24. Some Solutions to Nutrient Runoff Non-point sources typically require some buffer vegetation to stop P laden soil from eroding to surface waters. Natural wetlands can be used to accomplish this. Grass strips along waterways are also effective in filtering the water.

25. Grass Buffering Strip

26. Some Solutions to Nutrient Runoff Target fertilizer applications to meet the crop needs will minimize runoff. Land applying manure can be done in the same manner, meet the crops nutrient needs. No-till practices will leave the soil less erodible. No-till practice also uses less fuel and manpower, a benefit to the farmer.

27. Point Source Regulation Regulating wastewater dischargers will require massive infrastructure upgrades.

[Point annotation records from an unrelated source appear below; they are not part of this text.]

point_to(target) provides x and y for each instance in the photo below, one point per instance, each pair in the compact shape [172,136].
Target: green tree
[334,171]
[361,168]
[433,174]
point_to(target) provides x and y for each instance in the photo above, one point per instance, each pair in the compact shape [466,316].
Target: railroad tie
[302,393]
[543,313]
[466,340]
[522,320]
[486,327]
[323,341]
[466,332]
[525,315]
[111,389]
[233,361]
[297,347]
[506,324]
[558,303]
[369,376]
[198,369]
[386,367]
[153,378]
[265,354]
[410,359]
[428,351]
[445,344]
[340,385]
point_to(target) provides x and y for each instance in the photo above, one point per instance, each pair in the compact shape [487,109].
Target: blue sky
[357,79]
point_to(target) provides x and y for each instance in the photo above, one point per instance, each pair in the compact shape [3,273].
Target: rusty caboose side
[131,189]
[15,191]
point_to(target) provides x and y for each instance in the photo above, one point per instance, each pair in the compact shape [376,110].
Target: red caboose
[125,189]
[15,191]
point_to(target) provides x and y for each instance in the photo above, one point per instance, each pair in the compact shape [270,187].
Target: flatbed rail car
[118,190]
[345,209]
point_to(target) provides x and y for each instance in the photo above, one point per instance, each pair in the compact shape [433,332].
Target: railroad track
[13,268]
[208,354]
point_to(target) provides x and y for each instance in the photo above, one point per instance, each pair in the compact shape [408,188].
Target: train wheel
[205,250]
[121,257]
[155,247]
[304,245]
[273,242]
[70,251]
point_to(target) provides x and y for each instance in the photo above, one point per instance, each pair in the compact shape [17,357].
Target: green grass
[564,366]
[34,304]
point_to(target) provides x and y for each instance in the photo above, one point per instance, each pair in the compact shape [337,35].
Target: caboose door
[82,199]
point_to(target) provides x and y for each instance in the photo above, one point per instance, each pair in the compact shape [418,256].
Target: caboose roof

It would be a very costly endeavor to upgrade plants to achieve USEPA proposed limits (.5 mg/L P and 3.0 mg/L N) Illinois alone would cost ~5.3 billion dollars in capital costs. ~500 million dollars/year annually to operate the upgraded facilities.

28. Summary Regulation to achieve low levels of nutrients will require a focus on all inputs. A ‘holistic’ approach to reducing inputs would provide the most benefit. Wetlands, buffer strips, target fertilization, and no-till practices would all benefit the farmer as well as the surface waters. Wastewater dischargers should be regulated in conjunction with the ag community.